First, and always easy to pick out, The Boss. Finger-clicking for attention, as it reminds him of the golden days of imperialism, he refers to the waitress as "the girl" as he orders through his assistant (whom he will later attempt to shag in a toilet cubicle) despite "the girl's" immediate presence.
Then there is the middle-management suit who hasn't really been out since university and therefore acts like he's out on a Poundland night at the SU. After tying his tie around his head and confusing the table with the floor, he frequently has to be told that no, my behind is not included in the price.
Next up is the career mum, always starting the night by declaring loud and proud that she is only having one white wine spritzer because she has to get home in time to put William/ Alfie/Penelope to bed. Two hours later, swigging something garnished with a passion fruit, she is proudly showing her entire iPhone photo collection of the little tyke. It normally only takes another half-hour before she grabs me by the neck, whisper-spitting, "Don't ever have kids, ever. No sex, no sleep, no social life, NOTHING".

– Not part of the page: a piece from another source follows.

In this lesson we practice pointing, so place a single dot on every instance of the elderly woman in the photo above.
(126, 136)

Finally there's the intern. Eager to move up in the world, this girl sees the night as an opportunity to impress the bosses. Four cocktails later she is gyrating to the Black Eyed Peas with someone from HR while a brave waitress tries to convince her to put her shoes back on again.
I never thought I would find myself missing stag dos and 18th birthday parties, yet each year as I pull confetti from my hair, mistletoe from my cleavage and reach for my after-shift GT, I find myself begging for at least a couple of L-plated Hertfordshire hens to save the day.
Sara Malm is studying Journalism and the News Industry at the University of Kent.